A new study from Mass General Brigham researchers provides evidence that large language models (LLMs), used for generative artificial intelligence (AI), ChatGPT-4 and Google’s Gemini, demonstrated no differences in suggested opioid treatment regimens for different races or sexes. Results are published in PAIN.
“I see AI algorithms in the short term as augmenting tools that can essentially serve as a second set of eyes, running in parallel with medical professionals,” said corresponding author Marc Succi, MD, strategic innovation leader at Mass General Brigham Innovation, associate chair of innovation and commercialization for enterprise radiology and executive director of the Medically Engineered Solutions in Healthcare (MESH) Incubator at Mass General Brigham. “Needless to say, at the end of the day the final decision will always lie with your doctor.”
The results in this study showcase how LLMs could reduce potential provider bias and standardize treatment recommendations when it comes to prescribing opioids to manage pain. The emergence of artificial intelligence tools in health care has been groundbreaking and has the potential to positively reshape the continuum of care.

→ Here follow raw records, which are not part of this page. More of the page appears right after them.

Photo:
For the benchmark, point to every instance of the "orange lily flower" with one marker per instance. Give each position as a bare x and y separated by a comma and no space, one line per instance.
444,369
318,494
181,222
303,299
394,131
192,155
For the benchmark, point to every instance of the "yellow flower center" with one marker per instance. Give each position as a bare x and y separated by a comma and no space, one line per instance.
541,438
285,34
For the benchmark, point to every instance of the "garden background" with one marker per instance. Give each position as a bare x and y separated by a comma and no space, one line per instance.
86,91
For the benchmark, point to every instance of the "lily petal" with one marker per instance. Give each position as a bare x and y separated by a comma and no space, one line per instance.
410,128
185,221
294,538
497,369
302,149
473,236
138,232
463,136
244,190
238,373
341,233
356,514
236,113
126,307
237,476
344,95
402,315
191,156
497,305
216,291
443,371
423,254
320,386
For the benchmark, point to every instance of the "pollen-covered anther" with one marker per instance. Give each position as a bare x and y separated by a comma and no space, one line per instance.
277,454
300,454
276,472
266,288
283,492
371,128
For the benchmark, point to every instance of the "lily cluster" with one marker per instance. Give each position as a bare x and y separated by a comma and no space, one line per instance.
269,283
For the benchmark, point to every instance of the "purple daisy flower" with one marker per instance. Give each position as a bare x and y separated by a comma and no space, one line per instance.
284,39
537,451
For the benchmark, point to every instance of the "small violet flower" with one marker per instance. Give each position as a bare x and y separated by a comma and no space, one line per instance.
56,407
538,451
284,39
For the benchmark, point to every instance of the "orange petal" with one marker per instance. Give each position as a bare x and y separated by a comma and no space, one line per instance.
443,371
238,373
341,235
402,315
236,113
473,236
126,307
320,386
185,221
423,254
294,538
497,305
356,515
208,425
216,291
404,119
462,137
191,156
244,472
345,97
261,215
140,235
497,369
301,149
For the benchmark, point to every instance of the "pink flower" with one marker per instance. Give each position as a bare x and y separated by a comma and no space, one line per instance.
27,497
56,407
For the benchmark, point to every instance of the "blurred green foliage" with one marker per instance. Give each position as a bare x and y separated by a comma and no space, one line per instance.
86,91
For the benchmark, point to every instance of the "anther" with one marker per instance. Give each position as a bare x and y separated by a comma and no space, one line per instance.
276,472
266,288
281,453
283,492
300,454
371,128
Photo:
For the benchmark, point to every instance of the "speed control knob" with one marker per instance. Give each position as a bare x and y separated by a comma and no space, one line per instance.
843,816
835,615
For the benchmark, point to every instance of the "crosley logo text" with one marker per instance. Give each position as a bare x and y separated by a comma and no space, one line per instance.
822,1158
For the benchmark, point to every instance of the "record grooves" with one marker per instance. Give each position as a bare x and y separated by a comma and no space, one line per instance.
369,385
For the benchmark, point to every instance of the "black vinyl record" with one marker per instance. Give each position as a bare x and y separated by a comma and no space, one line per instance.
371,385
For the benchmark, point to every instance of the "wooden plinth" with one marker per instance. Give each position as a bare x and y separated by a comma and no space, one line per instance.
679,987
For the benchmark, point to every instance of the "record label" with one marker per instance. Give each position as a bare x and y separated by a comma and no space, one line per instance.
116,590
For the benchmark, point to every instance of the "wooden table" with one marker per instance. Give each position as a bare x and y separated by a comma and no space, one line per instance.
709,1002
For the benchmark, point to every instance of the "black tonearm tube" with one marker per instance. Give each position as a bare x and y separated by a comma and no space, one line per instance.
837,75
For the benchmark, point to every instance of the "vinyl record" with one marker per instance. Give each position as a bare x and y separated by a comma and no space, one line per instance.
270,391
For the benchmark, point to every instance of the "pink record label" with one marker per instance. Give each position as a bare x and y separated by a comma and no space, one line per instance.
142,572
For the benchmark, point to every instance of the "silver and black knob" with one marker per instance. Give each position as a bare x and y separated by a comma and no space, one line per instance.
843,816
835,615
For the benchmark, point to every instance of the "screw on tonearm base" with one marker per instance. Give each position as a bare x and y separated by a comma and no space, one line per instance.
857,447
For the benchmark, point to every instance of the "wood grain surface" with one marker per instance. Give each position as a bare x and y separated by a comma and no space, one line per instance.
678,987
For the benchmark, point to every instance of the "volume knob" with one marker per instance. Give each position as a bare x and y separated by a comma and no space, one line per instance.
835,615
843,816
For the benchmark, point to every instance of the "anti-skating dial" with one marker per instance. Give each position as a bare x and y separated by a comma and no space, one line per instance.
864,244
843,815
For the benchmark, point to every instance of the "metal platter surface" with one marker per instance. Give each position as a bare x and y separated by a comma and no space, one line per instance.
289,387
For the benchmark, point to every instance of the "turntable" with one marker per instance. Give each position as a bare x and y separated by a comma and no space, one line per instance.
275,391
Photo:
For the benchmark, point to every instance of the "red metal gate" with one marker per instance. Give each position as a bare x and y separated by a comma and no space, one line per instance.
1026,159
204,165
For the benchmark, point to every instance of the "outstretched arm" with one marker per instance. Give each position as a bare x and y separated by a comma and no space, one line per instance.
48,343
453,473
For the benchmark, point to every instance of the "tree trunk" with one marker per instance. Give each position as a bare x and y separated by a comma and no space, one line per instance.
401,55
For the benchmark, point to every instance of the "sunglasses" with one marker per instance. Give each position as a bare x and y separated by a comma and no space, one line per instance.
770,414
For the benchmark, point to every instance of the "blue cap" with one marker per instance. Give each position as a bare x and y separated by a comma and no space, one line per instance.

Mass General Brigham, as one of the nation’s top integrated academic health systems and largest innovation enterprises, is leading the way in conducting rigorous research on new and emerging technologies to inform the responsible incorporation of AI into care delivery, workforce support, and administrative processes.
LLMs and other forms of AI have made headway in health care with several types of AI being tested to provide clinical judgement on imaging and patient workups, but there are also concerns that AI tools may perpetuate bias and exacerbate existing inequities.
For example, in the field of pain management, studies have shown that physicians are more likely to underestimate and undertreat pain in Black patients. Related studies on Emergency Department visits have also found White patients more likely to receive opioids compared to Black, Hispanic and Asian patients. There is concern that AI could worsen these biases in opioid prescription, which spurred Succi and his team to evaluate the partiality of AI models for opioid treatment plans.
For this study, the researchers initially compiled 40 patient cases reporting different types of pain (i.e. back pain, abdominal pain and headaches), and removed any references to patient race and sex. They then assigned each patient case a random race from 6 categories of possibilities (American Indian or Alaska Native, Asian, Black, Hispanic or Latino, Native Hawaiian or Other Pacific Islander, and White) before similarly assigning a random sex (male or female). They continued this process until all the unique combinations of race and sex were generated for each patient, resulting in 480 cases that were included in the dataset. For each case, the LLMs evaluated and assigned subjective pain ratings before making pain management recommendations.
The researchers found no differences from the AI models in opioid treatment suggestions for the varying races or sexes. Their analyses also revealed that ChatGPT-4 most frequently rated pain as “severe,” while Gemini’s most common rating was “moderate.” Despite this, Gemini was more likely to recommend opioids, suggesting that ChatGPT-4 is a more conservative model when making opioid prescription recommendations. Additional analyses of these AI tools could help determine which models are more in line with clinical expectations. "These results are reassuring in that patient race, ethnicity, and sex do not affect recommendations, indicating that these LLMs have the potential to help address existing bias in healthcare," said co-first authors, Cameron Young and Ellie Enichen, both students at Harvard Medical School.
The researchers note that not all race- and sex-related categories were studied since individuals of mixed races are unable to fit cleanly into the CDC’s defined classes of race. Moreover, the study evaluated sex as a binary variable (male and female) rather than on a spectrum of gender. Future studies should consider these other factors as well as how race could influence LLM treatment recommendations in other areas of medicine.
“There are many elements that we need to consider when integrating AI into treatment plans, such as the risk of over-prescribing or under-prescribing medications in pain management or whether patients are willing to accept treatment plans influenced by AI,” said Succi. “These are all questions we are considering, and we believe that our study adds key data showing how AI has the ability to reduce bias and improve health equity.”